Intrathecal pump

Intrathecal pump

An intrathecal pump is a medical device used to deliver very small quantities of medications directly to the spinal fluid of a human being. Medications such as baclofen, morphine, or ziconotide may be delivered in this manner to minimize the side effects often associated with the higher dosages commonly found in oral medications of the same type.

People with spastic diplegia or other forms of spasticity, or people in intolerable pain and nociception, who cannot tolerate side effects of the higher-dose oral medications of the same medication type, are potential candidates for that medication being administered via an intrathecal pump. In about 5% of patients, the intrathecal baclofen route has no effect on the nervous system.[citation needed]

The intrathecal pump consists of a metal pump which stores and delivers the medication, and a catheter which delivers the medication from the pump to the intrathecal space in the spine where the medication takes effect. Two types of pumps are available: a constant rate pump delivers the medication at a constant rate, and a programmable pump delivers the medication according to a rate determined by a programmable computer program.

The implantable medical device requires a surgical procedure; a surgeon usually performs a trial intrathecal injection or a temporary intrathecal pump to determine if the medication works to begin with, and thus if a pump is appropriate. A permanent intrathecal pump is then implanted if the patient derives at least 50% improvement in his or her symptoms.

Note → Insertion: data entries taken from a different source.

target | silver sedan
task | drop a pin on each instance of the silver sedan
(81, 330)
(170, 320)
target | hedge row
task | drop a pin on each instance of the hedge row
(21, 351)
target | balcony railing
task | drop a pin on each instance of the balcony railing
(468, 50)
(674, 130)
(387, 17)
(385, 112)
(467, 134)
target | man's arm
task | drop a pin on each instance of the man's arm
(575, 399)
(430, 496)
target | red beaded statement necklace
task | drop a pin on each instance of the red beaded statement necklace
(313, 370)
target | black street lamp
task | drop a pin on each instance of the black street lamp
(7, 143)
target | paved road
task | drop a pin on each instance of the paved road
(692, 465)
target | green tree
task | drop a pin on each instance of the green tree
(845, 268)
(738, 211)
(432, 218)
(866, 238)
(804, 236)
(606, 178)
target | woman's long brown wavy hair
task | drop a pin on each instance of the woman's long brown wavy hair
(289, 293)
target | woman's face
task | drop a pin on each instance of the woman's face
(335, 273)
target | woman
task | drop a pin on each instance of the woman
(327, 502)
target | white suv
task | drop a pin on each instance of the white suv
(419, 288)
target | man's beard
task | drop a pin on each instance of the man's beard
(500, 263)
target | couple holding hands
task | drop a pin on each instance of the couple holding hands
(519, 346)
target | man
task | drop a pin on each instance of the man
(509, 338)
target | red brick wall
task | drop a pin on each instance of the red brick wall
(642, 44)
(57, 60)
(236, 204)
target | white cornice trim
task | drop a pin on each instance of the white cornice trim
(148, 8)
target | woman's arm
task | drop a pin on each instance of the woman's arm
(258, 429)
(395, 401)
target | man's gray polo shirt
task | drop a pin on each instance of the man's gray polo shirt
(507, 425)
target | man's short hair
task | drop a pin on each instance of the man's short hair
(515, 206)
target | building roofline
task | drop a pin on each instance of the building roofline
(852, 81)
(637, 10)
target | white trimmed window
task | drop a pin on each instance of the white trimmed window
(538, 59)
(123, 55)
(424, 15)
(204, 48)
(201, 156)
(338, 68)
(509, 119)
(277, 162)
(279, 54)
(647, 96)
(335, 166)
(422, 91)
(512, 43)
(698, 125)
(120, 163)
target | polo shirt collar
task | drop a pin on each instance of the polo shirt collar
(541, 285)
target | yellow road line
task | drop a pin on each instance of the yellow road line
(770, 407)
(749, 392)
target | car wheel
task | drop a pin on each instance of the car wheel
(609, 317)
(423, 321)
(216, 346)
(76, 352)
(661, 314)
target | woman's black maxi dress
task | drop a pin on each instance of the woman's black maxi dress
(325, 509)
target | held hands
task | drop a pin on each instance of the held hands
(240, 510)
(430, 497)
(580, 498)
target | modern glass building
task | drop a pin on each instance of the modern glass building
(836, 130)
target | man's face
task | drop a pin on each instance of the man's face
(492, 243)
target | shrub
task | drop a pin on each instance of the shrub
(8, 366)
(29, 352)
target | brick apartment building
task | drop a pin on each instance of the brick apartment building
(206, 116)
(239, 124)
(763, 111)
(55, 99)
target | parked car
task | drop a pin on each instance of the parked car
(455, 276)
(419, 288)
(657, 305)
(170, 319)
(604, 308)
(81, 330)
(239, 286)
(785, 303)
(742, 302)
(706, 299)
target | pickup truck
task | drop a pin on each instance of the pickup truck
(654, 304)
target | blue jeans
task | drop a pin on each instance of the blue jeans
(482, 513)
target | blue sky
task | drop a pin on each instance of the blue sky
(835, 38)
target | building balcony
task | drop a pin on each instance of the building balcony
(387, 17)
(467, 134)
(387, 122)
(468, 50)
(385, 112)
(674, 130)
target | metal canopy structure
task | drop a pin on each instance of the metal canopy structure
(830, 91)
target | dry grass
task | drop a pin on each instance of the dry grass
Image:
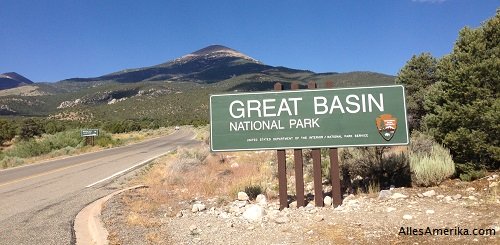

Despite the potential benefits of the intrathecal pump, complications from the implantation are major when they occur, and can happen at any time, even when the initial implantation is successful for several years in a row. Complications from the surgery itself are actually very rare in the present day — infection and excessive bleeding during the surgery, spinal cord injury during the surgery, or catheter fracture or migration on the operating table do exist as risks, but typically do not happen. Anywhere from soon after the surgery all the way to several years of use of the implanted pump can be the moment when the pump malfunctions or stops working properly. One never knows when something can go wrong with the pump's function. This is a major reason why intrathecal pumps are not recommended when other solutions such as rhizotomy or stable oral doses of the medication can be used instead.